A South Florida mother faced a judge on Saturday after her 6-year-old son was allegedly badly beaten by her boyfriend last month.
Cythnia Hernandez’s attorney alleged that the state wanted to hold her client behind bars so she could be a witness against the man accused of beating her son. Though the bond was set at more than $10,000, the judge made her own conclusions.
Hernandez, 32, who turned herself in to face several charges, including child neglect, failure to report child neglect and providing a false statement to law enforcement, appeared in bond court on Saturday and had an attorney to speak on her behalf.
“In Ms. Hernandez’s case, the accusations are not that she directly failed or admitted to providing a child with care — it is actually her partner, who was living at the time that was the one who accused and was arrested for the alleged child neglect and child abuse,” said defense attorney Nicolas Torres.

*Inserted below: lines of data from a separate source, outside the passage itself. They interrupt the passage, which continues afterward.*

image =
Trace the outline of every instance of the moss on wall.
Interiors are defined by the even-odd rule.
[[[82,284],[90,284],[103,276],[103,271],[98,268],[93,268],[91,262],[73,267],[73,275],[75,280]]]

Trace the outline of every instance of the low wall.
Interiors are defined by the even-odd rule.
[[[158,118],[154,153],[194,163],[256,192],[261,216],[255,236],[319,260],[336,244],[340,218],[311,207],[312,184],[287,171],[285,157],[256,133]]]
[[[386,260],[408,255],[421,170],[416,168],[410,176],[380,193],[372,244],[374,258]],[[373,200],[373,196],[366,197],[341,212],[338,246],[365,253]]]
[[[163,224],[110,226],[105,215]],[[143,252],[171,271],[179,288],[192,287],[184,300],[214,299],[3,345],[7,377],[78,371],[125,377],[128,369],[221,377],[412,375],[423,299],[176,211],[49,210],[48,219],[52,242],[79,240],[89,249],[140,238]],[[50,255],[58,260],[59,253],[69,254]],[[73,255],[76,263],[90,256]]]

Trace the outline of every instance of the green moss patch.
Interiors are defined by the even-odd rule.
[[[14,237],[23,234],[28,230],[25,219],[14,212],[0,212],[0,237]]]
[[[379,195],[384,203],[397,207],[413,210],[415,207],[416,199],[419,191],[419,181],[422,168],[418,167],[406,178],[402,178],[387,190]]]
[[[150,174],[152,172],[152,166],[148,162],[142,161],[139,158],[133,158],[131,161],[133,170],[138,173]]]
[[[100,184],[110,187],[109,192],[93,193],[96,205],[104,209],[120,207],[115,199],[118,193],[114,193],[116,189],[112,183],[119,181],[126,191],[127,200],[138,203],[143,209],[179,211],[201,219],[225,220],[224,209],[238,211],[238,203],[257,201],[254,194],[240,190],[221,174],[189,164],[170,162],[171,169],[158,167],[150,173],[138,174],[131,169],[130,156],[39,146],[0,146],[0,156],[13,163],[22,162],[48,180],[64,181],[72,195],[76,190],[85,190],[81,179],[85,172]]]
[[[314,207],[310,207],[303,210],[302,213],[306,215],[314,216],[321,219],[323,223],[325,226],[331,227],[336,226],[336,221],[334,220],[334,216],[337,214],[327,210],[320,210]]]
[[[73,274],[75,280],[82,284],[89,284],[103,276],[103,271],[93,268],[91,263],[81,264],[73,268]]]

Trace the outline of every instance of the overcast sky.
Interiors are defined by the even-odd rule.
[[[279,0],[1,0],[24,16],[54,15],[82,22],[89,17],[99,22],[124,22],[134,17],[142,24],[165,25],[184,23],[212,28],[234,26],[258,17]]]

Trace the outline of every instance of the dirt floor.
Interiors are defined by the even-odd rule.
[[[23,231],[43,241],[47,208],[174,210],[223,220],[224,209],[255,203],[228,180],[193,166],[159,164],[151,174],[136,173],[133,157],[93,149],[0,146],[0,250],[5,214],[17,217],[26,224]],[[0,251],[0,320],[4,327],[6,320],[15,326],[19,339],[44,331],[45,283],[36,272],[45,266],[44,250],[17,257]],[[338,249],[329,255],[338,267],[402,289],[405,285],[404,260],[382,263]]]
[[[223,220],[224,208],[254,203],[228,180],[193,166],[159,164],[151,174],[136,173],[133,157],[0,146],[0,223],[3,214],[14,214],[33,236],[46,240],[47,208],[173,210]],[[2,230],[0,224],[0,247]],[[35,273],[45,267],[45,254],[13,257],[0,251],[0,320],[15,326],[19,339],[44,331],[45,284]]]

6-year-old boy with autism in critical condition after alleged beating by mother’s boyfriend
Hernandez’s boyfriend, 34-year-old Daniel Eduardo Romero, was arrested on Jan. 11 and charged with aggravated child abuse causing great bodily harm, child neglect with great bodily harm and providing false information to law enforcement after police responded to a home on North Miami Beach regarding a report of a child in cardiac arrest.
The case gained notoriety when police released body camera video showing the 6-year-old child, wrapped in a blanket with no detectable pulse.
“This is a case, judge, where I believe that the State Attorney’s Office, after a couple of weeks, decided to charge Ms. Hernandez just so that they could use her as a state witness against the main perpetrator, who has already been arrested since the inception of the case,” Torres told the judge.
The judge found probable cause for each of the charges, setting the count one bond at $7,500, $2,500 for count two and $500 for count three. Hernandez was also instructed to stay away from her son and cannot own or carry a gun.
She is expected to be released soon, where CBS News Miami has a crew waiting outside Turner Guilford Knight Correctional Center to see her walk out.